Dedicated to Vratislav Karel Novák

Foreword

Vratislav K. Novák is an artist who is difficult to classify. He seems to be at his best in the various liminal spaces in which he addresses and unsettles us. He is an artist of hushed and subtle disquieting.” Jan Sekera, 1993

The oeuvre of Vratislav Karel Novák unfolded in multiple directions. His domain was interior and exterior metal sculptures, small mobiles, and distinctive jewelry. At the beginning of his creative journey, he worked as a blacksmith and restorer. Since the early 1970s, he had mainly profiled himself as a sculptor, while the 1980s reintroduced him to the field of original jewelry, and he also became involved in design several times. The year 1990 marked the commencement of his long career as a university teacher.

He pursued all these areas almost simultaneously.
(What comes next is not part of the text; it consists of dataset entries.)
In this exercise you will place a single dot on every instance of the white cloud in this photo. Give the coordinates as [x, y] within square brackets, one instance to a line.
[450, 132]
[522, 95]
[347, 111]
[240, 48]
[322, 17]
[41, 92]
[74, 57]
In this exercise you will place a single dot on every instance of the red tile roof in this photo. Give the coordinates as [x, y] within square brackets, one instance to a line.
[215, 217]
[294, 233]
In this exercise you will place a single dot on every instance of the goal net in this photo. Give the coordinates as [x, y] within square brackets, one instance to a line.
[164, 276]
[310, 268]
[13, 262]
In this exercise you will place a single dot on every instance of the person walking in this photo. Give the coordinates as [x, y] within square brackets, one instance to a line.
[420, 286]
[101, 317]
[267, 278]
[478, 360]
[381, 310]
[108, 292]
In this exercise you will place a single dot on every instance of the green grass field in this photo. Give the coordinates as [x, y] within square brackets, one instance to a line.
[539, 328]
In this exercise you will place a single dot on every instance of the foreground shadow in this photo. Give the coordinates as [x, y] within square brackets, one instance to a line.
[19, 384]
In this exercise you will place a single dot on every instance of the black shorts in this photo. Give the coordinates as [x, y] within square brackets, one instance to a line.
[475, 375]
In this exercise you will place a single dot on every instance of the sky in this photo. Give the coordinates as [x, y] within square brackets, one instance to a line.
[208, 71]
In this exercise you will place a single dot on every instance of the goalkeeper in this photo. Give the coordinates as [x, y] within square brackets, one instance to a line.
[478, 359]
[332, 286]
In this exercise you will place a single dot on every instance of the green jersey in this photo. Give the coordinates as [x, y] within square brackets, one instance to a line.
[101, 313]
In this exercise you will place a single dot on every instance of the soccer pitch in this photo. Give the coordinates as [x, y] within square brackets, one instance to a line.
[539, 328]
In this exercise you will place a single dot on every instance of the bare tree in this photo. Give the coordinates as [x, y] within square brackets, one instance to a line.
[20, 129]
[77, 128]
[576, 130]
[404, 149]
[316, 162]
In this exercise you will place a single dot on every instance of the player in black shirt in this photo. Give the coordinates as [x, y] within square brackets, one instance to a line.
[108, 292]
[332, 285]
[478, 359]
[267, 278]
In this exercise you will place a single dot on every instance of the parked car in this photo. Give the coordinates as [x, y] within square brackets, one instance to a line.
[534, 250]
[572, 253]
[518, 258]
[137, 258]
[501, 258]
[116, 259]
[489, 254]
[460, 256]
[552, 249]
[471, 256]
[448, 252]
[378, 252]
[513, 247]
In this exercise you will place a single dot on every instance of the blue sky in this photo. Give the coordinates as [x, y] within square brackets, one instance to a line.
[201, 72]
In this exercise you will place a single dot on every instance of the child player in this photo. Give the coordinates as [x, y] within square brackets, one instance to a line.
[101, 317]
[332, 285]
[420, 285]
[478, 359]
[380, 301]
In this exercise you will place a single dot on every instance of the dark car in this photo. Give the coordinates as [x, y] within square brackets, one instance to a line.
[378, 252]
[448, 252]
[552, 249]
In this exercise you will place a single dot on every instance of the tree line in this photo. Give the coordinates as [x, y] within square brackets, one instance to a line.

His work betrays his admiration for form, motion, kinetics, mechanics, physics, and the interrelationships between various materials. The play with light and shadow, with sound, reflection, and the Surrealist metaphor of transforming shapes or purposes, as well as wit and exaggeration, were also significant to him. In his large‐ and small‐dimensional sculptures and jewelry, he often went to the edge of the possibilities of materials and construction elements ‒ but also the edge of the emphasis of the conveyed message and its effect on the viewer.